I have a function for which I have computed the first-order derivatives manually. I am looking at using autodiff to compute the second and third order derivatives using autodiff. As a first step, I am trying to work out how to do the second-order ones using autodiff, using the outputs from the first-order derivatives which were computed manually.
The code snippet below shows this for one column (the last column) of the Hessian matrix:
/////////////// second-order deriv's of log-density of likelihood (using autodiff)
/// differentiating gradient of last log diff w.r.t all log-diff's
std::vector<stan::math::var> theta_second_order;
for (int i = 0; i < n_log_diffs ; ++i) {
theta_second_order.push_back(logdiffs_var_vec[i]); // diff w.r.t all log-diffs
}
// gradient of deriv of last log-diff (last column of Hessian)
std::vector<double> second_order_deriv_of_last_log_diff;
stan::math::set_zero_all_adjoints();
deriv(K-2,0).grad(theta_second_order, second_order_deriv_of_last_log_diff); // differentiating deriv(K-2,0) (i.e. differentiating the deriv of last log-diff w.r.t all log-diffs)
stan::math::recover_memory();
Eigen::Matrix<double, -1, -1> hessian_vec_of_last_log_diff = mat_out_test(n_params,1);
for (int i = 0 ; i < n_log_diffs ; ++i) {
hessian_vec_of_last_log_diff(i,0) = second_order_deriv_of_last_log_diff[i];
}
// out
for (int k = 0; k < K-1 ; ++k) {
out_mat(k,6) = hessian_vec_of_last_log_diff(k,0);
}
This works. However, when I also try and compute the second-to-last column of the Hessian, it doesn’t work - it gives the same answers as the last column (which is incorrect):
/////////////// second-order deriv's of log-density of likelihood (using autodiff)
/// differentiating gradient of last log diff w.r.t all log-diff's
std::vector<stan::math::var> theta_second_order;
for (int i = 0; i < n_log_diffs ; ++i) {
theta_second_order.push_back(logdiffs_var_vec[i]); // diff w.r.t all log-diffs
}
// gradient of deriv of last log-diff (last column of Hessian)
std::vector<double> second_order_deriv_of_last_log_diff;
stan::math::set_zero_all_adjoints();
deriv(K-2,0).grad(theta_second_order, second_order_deriv_of_last_log_diff); // differentiating deriv(K-2,0) (i.e. differentiating the deriv of last log-diff w.r.t all log-diffs)

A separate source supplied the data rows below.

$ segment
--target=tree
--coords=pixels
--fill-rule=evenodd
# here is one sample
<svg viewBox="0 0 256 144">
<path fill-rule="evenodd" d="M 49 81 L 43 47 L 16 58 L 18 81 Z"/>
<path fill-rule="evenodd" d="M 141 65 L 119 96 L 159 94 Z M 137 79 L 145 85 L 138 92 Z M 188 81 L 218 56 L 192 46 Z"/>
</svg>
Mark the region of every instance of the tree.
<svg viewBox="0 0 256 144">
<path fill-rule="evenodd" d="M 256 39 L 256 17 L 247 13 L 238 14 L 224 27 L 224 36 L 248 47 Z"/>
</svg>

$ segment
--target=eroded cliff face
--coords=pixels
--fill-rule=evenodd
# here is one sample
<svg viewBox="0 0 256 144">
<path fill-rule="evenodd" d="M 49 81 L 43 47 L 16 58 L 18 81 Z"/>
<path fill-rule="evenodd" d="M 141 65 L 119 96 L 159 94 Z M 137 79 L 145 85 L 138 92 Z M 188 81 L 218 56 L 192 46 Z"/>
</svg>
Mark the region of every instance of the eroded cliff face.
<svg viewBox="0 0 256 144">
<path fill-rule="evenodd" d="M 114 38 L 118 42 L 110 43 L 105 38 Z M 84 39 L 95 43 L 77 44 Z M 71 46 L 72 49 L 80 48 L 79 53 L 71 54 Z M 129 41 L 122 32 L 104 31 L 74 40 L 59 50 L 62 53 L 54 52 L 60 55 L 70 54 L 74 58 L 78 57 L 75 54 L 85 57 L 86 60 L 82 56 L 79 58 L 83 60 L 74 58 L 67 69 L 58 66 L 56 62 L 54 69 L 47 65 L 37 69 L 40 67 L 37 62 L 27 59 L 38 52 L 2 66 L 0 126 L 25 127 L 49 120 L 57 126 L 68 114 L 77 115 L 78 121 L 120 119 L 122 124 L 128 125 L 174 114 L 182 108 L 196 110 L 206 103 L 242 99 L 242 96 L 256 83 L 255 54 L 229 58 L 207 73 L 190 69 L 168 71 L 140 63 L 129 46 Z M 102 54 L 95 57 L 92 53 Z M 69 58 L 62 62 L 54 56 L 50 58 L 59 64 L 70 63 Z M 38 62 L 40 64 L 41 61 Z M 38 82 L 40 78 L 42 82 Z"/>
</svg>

stan::math::recover_memory();
Eigen::Matrix<double, -1, -1> hessian_vec_of_last_log_diff = mat_out_test(n_params,1);
for (int i = 0 ; i < n_log_diffs ; ++i) {
hessian_vec_of_last_log_diff(i,0) = second_order_deriv_of_last_log_diff[i];
}
// out
for (int k = 0; k < K-1 ; ++k) {
out_mat(k,6) = hessian_vec_of_last_log_diff(k,0);
}
// gradient of deriv of second-to-last log-diff (second-to-last column of Hessian)
std::vector<double> second_order_deriv_of_second_to_last_log_diff;
stan::math::set_zero_all_adjoints();
deriv(K-3,0).grad(theta_second_order, second_order_deriv_of_second_to_last_log_diff); // differentiating deriv(K-2,0) (i.e. differentiating the deriv of last log-diff w.r.t all log-diffs)
stan::math::recover_memory();
Eigen::Matrix<double, -1, -1> hessian_vec_of_second_to_last_log_diff = mat_out_test(n_params,1);
for (int i = 0 ; i < n_log_diffs ; ++i) {
hessian_vec_of_second_to_last_log_diff(i,0) = second_order_deriv_of_second_to_last_log_diff[i];
}
// out
for (int k = 0; k < K-1 ; ++k) {
out_mat(k,7) = hessian_vec_of_second_to_last_log_diff(k,0);
}
However - if I comment out the code which computes the last column, then it gives the correct output for the second-to-last column
So it seems that the code which computes the first column is interfering with the code which computes the second - what’s the correct way to do this?
Also, once I have computed all of the second-order derivatives, will the third-order ones need to be computed using forward-mode autodiff rather than reverse-mode?